La population ne comprend pas pourquoi Guy Turcotte n'a pas écopé de 25 ans de pénitencier pour le meurtre de ses deux enfants.

Certains prétendent que l'indignation des citoyens est attribuable à la forte médiatisation du procès et des principaux protagonistes. Je ne suis pas d'accord. Le principe d'une justice publique a toujours existé au Canada. Il est basé sur un principe fondamental voulant que le système judiciaire conserve la confiance de la population. Encore faut-il que le peuple sache ce qui se passe dans les salles de cour.

Les médias n'existent pas que pour rapporter les thèses des parties au procès. Ils sont là aussi pour relayer les explications des avocats de la défense, de leurs associations, du Barreau et des groupes travaillant en santé mentale, pour peu qu'ils croient encore possible d'expliquer au public l'étrange verdict de non-responsabilité criminelle dont Turcotte a bénéficié. Or, tous ces lobbies d'ordinaire loquaces sont demeurés silencieux depuis le prononcé du verdict, le 5 juillet 2011.

Les procès devant jury ont ceci de particulier qu'aucune motivation écrite ou verbale n'est fournie par le juge et le jury pour expliquer publiquement le verdict. La preuve n'est pas non plus entièrement accessible au grand public. Seuls les jurés l'ont eue au complet. C'est sans doute une des raisons pour lesquelles des dizaines de questions demeurent sans réponses. Suffisamment en tout cas pour expliquer la grogne.

Ainsi, on se demande comment Turcotte n'a pu comprendre la nature des gestes qu'il posait alors qu'il assenait 27 coups de lame à son fils Olivier, 4 ans, dont sept l'ont été aux mains et aux poignets, signe que l'enfant s'est vigoureusement défendu. Et le sang d'Olivier sur la poignée de porte d'Anne-Sophie qui s'apprêtait à son tour à en recevoir 19 n'infère-t-il pas son intention ferme d'en finir avec elle aussi? Comment croire que pendant tout ce temps, Turcotte n'ait pu distinguer le bien du mal? Et ses déclarations spontanées aux policiers qui ont découvert l'horreur le matin du 21 février 2009 et au personnel soignant? Les explications fournies n'étaient-elles pas celles d'un homme lucide en tout temps?

Tout le monde comprend qu'un déséquilibré psychotique puisse blesser ou tuer sans le réaliser. Mais on est loin du cardiologue d'expérience, imprégné de prestige, l'incarnation du modèle social parfait qui sauve des vies par centaines. Turcotte invoque un trouble d'adaptation à sa séparation récente pour justifier sa perte d'intention coupable lors des meurtres. Même ici, de nombreux psychiatres vous diront ne pas y retrouver leurs petits.

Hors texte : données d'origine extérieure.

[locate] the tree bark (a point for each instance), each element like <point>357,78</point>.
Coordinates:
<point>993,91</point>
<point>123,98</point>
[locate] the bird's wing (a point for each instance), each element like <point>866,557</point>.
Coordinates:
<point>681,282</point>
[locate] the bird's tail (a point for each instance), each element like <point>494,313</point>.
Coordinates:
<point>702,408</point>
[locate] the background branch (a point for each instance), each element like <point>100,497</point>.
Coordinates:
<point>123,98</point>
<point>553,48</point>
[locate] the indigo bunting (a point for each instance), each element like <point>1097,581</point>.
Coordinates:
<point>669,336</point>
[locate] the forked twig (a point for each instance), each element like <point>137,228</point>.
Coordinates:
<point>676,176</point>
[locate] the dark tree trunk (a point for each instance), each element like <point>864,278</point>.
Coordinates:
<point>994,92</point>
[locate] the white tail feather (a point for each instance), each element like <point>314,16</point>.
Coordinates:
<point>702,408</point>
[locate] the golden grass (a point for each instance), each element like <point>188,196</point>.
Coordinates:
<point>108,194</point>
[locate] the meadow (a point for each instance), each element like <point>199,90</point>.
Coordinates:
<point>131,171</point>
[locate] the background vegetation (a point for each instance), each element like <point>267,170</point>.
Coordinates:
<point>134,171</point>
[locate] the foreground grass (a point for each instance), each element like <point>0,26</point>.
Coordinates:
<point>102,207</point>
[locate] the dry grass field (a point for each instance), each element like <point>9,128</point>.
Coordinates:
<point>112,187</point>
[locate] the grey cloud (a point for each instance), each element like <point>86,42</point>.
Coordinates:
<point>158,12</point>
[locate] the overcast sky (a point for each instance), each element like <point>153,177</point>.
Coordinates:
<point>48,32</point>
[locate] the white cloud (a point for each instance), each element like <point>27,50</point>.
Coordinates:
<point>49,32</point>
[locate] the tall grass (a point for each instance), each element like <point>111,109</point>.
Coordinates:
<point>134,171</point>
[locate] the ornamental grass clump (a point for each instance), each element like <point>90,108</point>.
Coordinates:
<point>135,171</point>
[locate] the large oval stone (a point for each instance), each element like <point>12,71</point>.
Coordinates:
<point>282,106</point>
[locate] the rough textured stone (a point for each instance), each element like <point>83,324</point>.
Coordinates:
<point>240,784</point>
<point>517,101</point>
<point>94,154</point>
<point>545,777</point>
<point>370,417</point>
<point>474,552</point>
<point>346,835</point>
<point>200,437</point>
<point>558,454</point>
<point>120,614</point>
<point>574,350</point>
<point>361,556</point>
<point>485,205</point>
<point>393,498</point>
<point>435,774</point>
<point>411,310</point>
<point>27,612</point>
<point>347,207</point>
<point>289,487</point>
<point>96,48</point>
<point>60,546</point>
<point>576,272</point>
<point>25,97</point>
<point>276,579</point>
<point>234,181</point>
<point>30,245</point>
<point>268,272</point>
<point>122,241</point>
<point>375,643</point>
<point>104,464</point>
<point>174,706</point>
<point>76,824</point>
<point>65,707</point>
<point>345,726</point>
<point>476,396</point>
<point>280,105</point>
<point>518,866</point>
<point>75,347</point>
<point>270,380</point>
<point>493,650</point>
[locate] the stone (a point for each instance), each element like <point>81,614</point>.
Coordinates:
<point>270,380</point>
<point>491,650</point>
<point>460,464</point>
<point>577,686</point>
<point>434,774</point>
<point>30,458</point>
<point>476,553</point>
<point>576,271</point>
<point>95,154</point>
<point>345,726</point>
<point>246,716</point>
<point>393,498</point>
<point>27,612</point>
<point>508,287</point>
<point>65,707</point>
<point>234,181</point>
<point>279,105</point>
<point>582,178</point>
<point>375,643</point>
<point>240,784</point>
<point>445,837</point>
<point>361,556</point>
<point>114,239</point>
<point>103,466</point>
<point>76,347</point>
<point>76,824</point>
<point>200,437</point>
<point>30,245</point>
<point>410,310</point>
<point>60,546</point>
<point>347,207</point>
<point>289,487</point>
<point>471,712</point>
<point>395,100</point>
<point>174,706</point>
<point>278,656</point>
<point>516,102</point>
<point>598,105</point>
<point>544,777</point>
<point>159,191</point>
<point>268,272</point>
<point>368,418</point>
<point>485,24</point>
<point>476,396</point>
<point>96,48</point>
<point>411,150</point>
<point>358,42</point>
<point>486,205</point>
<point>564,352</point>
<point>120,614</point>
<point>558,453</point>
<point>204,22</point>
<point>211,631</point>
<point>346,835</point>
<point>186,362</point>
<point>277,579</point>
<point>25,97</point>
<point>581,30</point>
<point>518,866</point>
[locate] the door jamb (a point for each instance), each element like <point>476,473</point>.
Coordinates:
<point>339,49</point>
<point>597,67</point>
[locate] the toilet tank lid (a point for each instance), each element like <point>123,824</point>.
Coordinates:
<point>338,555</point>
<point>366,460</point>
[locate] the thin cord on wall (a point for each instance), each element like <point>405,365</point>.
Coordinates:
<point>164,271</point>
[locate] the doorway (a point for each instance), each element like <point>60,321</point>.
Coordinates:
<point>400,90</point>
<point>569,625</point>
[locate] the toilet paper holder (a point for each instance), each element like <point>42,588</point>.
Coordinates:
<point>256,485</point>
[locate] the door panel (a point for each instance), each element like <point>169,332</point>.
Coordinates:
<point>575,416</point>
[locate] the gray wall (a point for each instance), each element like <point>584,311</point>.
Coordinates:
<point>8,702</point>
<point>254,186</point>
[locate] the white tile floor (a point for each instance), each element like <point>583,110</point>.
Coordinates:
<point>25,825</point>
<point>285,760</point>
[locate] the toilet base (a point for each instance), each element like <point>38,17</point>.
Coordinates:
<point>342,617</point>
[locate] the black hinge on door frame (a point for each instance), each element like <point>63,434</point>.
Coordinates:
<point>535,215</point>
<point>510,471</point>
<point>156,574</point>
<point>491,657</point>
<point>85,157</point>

Peu de temps après le verdict, Turcotte lui-même a alimenté le cynisme. Hormis le moment précis où il a tué Olivier et Anne-Sophie, il s'est toujours glorifié d'un esprit vif et totalement fonctionnel. À peine six mois après le verdict, il clamait devant la Commission d'examen des troubles mentaux «ne plus être un risque pour personne». Il se disait même apte à refaire sa vie familiale et à pratiquer à nouveau la médecine.

Le 12 décembre dernier, il était libéré par la Commission malgré le fait que les trois commissaires aient conclu unanimement qu'il présentait toujours «un risque important pour la sécurité du public». Le principal intéressé, triomphant, n'en voyait aucun.

Dans quelques mois, la Cour d'appel aura à décider si le juge qui a présidé le procès a erré en omettant d'informer le jury du fait que l'état mental de Turcotte était dû, en partie du moins, à une intoxication volontaire au méthanol. Entre autres motifs d'appel, la Couronne allègue qu'un accusé ne peut s'intoxiquer volontairement et ensuite plaider son état pour se défendre. Voilà qui tombe sous le sens et qui a le mérite d'être clair, même pour le citoyen ordinaire.

Devant la prolifération des recours à l'article 16 du Code criminel, particulièrement au Québec, le sénateur Pierre-Hugues Boisvenu a fait savoir de son côté que le gouvernement fédéral entendait réexaminer cette disposition qui introduit la notion mentale de responsabilité criminelle. Fort bien. S'il faut souhaiter à court terme que la poursuite réussisse à convaincre la Cour d'appel (ou éventuellement la Cour suprême) que Guy Turcotte a été l'artisan de son propre malheur, une révision publique et approfondie de l'article 16 s'avère également nécessaire si l'on tient vraiment à assurer la confiance du public dans notre système de justice criminelle.

En réponse à ceux qui pourraient être tentés de disculper les meurtres de leurs enfants au profit du méthanol, de l'alcool, des drogues ou autres substances aliénantes, souhaitons que le gouvernement Harper passe vite de la parole aux actes.